With just a day left for the important speech, there is a growing feeling in the ruling party circles that the PM should not compromise his spontaneity to the discipline of a scripted speech and stick to his natural self.
Modi, who is known to be a good orator, can speak at length without notes and shift between issues effortlessly. He is also able to ensure that there is cohesion in his thoughts and that he connects with the audience.
Sources said the flow and spontaneity may be lost if he gives in to the teleprompter. They cite the example of former PM Atal Bihari Vajpayee whose silken oratory helped the party grow in areas where it had marginal presence. Vajpayee too lost his touch and settled for the staid and dour scripted speech once he joined the government. His speeches on Independence Day and at the United Nations did not match up to his potential as a good orator.
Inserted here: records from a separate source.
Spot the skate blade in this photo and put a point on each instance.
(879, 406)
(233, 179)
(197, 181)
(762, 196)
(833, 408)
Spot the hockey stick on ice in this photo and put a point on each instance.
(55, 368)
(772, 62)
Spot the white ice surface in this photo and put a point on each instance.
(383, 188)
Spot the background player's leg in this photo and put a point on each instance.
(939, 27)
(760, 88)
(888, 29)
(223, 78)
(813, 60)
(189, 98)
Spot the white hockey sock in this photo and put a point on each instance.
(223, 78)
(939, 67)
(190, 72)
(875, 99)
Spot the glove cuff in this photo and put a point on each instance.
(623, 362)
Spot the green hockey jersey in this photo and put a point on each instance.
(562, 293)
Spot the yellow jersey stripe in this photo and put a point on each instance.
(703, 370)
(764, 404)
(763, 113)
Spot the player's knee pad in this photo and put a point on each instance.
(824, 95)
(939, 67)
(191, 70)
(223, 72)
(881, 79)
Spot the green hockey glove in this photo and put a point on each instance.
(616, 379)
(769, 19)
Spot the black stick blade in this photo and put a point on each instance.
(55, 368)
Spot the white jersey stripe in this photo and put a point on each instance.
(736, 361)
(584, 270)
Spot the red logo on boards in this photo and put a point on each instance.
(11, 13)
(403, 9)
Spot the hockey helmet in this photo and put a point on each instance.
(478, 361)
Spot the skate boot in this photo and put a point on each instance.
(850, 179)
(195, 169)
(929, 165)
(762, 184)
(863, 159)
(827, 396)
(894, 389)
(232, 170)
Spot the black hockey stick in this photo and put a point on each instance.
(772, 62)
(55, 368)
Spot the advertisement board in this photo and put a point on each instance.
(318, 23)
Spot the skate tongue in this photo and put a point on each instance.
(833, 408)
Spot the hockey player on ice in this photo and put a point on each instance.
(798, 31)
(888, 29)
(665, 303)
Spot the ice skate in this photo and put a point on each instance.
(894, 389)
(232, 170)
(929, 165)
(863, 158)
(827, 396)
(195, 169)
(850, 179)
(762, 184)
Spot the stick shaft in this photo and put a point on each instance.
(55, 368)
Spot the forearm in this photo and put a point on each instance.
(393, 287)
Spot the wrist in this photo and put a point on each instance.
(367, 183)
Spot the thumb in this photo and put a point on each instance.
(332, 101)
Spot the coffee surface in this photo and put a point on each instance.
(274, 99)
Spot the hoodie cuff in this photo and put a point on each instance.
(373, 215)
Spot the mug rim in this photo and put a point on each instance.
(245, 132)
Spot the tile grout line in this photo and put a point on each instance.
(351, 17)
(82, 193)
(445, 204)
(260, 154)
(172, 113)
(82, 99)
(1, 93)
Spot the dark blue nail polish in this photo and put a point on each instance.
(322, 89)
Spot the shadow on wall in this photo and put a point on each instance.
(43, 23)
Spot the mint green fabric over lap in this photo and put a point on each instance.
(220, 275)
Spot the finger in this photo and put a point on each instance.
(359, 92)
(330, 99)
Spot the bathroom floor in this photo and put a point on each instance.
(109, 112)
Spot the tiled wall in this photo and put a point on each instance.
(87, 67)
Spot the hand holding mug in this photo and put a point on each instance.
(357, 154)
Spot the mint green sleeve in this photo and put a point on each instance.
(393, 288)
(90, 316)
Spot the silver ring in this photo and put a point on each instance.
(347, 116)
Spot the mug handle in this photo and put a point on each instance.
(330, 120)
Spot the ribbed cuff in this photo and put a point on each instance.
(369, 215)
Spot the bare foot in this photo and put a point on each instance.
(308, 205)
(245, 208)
Sources said the PM's speech may focus on concerns and priorities of the government and may, largely, avoid getting into the specifics of too many projects and focus only on a few. This will mark a shift from the previous speeches which got bogged down in details.
Modi is likely to focus on plan and programmes which have been either announced by him previously , were unveiled in the 2014-15 Union Budget or are in the pipeline. Sources said he is likely to touch upon financial inclusion and the 'Beti bacho, Beti Padhao' programme — two schemes which are clearly very close to his governance strategy. Financial inclusion is also set to figure in the address.